LP-Review zu Gebrüder Engel - Skandal

Ein paar Engel in der Vorweihnachtszeit… wie passend. Besinnlich und liebreizend? Weit gefehlt. Die Engel, die ich meine, rocken. Speziell den Bertram Engel hat wahrscheinlich jeder von euch schon gehört, allerdings vielleicht nicht gerade in seiner Himmelsbotenversion. Bertram Passmann (wie er bürgerlich heißt) trommelt seit Ewigkeiten beim Panik-Udo und bei Peter Maffay. Mit seinem älteren Bruder Thomas, der später als Geier Carlo bei der Geier Sturzflug-Neuauflage (Mitte der 90er Jahre) in die Hände spuckte bzw. das Gesangs-Mikro in selbige nahm, hatte er die Gebrüder Engel Mitte der 70er Jahre gegründet. Namensgeber war die blonde Lockenpracht der beiden Brüder, den Engel haben sie auch in ihrer weiteren Karriere beibehalten.

Neben den Brüdern besteht die Band aus dem weiteren Lindenberg und Maffay Weggefährten Steffi Stephan, der den Gebrüder Engel-Alben nicht nur den coolen Groove verpasste, sondern sie auch produzierte. Auch Karl Allaut kam aus dem Udo-Umfeld, er wirkte auf  "Alles klar auf der Andrea Doria" und "Ball Pompös" mit, während Thomas (inzwischen Carola) Kretschmer mit Udo sogar schon den "Daumen im Wind" hatte und bereits1972 bei Kravetz auf dessen gleichnamigem Album an der Gitarre wirkte. Alle Mitwirkenden waren darüber hinaus bei unzähligen anderen namhaften Musikern aktiv, es würde den Rahmen sprengen, hier alle aufzuzählen.

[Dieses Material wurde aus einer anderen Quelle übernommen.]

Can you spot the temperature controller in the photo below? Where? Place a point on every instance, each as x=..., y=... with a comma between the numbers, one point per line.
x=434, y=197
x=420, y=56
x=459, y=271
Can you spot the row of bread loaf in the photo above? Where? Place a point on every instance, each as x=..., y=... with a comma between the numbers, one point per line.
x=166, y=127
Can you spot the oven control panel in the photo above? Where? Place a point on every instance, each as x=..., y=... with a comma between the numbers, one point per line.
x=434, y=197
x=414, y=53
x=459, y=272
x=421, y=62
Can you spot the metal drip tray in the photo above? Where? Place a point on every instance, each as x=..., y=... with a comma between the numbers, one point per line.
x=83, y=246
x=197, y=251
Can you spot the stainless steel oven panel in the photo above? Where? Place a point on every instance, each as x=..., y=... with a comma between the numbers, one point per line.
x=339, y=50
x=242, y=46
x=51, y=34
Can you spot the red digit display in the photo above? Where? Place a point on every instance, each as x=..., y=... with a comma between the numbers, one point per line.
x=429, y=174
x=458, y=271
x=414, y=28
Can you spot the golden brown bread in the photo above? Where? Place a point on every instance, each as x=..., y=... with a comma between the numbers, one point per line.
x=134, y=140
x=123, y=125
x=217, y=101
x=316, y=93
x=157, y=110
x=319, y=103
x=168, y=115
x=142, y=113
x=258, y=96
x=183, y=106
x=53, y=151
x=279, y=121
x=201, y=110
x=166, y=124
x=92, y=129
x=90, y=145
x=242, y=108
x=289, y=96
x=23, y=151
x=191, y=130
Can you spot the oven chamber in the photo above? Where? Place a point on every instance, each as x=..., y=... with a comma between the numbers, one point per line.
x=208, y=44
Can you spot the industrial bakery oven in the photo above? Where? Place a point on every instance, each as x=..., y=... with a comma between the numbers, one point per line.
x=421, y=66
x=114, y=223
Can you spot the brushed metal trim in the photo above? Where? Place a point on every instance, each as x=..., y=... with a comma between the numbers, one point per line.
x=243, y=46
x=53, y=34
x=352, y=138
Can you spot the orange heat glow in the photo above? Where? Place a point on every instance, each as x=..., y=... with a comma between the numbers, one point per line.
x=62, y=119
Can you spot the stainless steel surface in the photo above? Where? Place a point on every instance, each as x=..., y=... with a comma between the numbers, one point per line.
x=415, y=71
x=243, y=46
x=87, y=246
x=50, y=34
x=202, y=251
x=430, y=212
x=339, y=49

"Skandal" war nach dem 1975 erschienenen Debüt "Gebrüder Engel" das zweite Album der Band. Es war die erste Platte mit einem dieser genialen Coverartworks von Lo (Graf von) Blickensdorf, die auch die Folgewerke "Magengesicht" (1980), "Kopfsalat" (1982) und "Die Wahrheit" (1983) zierten. Es war das erste Album der Gebrüder, das mir zu Ohren kam und wird meine Nummer 1 bleiben. "Skandal" erschien übrigens zwei Jahre bevor es einen solchen im Sperrbezirk gab, nur für den Fall, dass jemand hier Abkupferei wittern sollte… Skandalös waren hingegen einige der Themen auf dem Gebrüder Engel-Album – nicht nur für die Verhältnisse 1979.

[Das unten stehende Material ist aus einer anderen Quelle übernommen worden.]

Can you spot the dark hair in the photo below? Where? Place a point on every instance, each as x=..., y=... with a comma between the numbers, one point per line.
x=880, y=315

Schon der Opener "Das muss weg" krallt sich das erste Tabu-Thema: Abtreibung. War 1974 eine Fristenlösung mit knapper Mehrheit vom Bundestag beschlossen worden, wurde sie zwei Jahre später vom Bundesverfassungsgericht gekippt und die lange Jahre geltende Indikationsregelung wurde eingeführt. Gesetz, Ethik und Indikation schert den Protagonisten allerdings gar nicht, denn er weiß nur:

Das muss weg – denn es bringt Pläne durcheinander
Das muss weg – denn er verdient zu wenig Geld
Das muss weg – denn sie passen doch nicht zueinander
Das muss weg – weil’s doch nicht geht in dieser Welt!

Und klar führt dann der Weg nach Amsterdam, die gängige Praxis, die gängige Doppelmoral…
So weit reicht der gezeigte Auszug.